When a new entrepreneurial ecosystem (EE) is trying to prove its worth, how does it convince the world — investors, talent, partners, media — that it is credible and worth joining? This paper argues that the answer lies in signaling: deliberate and sometimes unintentional acts that communicate quality, intention, and trustworthiness.
The authors study Marina de Empresas (MdE), a privately governed entrepreneurial ecosystem in Valencia, Spain, created by entrepreneur Juan Roig. By analyzing 24 interviews, 1,000+ pages of documents, and direct field observations, they develop a multilevel model that explains how emerging EEs gain legitimacy through signaling — both from inside the ecosystem outward, and from outside inward.
Signaling theory has been widely used to study individual entrepreneurs seeking funding, but almost no research had applied it to entire ecosystems. The authors show that ecosystems are not just passive environments — they actively send and receive signals to build trust and attract actors.

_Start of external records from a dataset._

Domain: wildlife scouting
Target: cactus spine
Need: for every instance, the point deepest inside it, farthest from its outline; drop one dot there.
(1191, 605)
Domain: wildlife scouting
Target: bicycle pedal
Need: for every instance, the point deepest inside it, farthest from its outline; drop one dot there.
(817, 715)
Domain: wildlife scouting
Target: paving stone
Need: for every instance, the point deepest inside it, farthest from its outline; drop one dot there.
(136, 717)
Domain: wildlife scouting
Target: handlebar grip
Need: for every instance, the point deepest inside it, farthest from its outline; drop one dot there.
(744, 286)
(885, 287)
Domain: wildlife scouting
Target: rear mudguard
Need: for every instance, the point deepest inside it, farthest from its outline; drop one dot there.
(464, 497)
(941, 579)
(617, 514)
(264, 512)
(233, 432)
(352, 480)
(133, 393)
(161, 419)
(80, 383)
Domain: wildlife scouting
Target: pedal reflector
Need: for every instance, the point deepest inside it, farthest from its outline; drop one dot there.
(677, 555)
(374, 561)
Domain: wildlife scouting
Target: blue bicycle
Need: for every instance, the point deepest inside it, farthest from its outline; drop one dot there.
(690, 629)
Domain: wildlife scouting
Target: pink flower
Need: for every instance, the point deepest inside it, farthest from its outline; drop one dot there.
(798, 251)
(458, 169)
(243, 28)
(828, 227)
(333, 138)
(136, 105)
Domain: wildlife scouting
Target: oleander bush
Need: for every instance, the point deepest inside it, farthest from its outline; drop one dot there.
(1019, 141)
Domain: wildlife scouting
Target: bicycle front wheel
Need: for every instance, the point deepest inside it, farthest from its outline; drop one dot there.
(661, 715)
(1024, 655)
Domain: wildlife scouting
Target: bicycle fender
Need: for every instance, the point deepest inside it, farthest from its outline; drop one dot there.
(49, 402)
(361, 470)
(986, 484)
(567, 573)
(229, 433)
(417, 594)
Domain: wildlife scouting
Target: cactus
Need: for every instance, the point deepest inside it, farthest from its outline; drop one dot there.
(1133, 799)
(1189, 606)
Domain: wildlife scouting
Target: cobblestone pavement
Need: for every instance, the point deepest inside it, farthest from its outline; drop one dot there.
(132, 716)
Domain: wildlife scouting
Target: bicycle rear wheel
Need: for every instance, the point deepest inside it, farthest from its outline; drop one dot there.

The paper sits at the intersection of two big ideas: signaling theory and entrepreneurial ecosystem (EE) theory. Bringing them together allows the authors to examine how trust and credibility are built in complex, multi-actor settings — not just between two parties like an entrepreneur and an investor.
Signaling theory (originally from economics and biology) explains how parties with unequal information communicate quality. When one party knows more than the other, they send observable signals — cues that represent their underlying qualities — to reduce uncertainty.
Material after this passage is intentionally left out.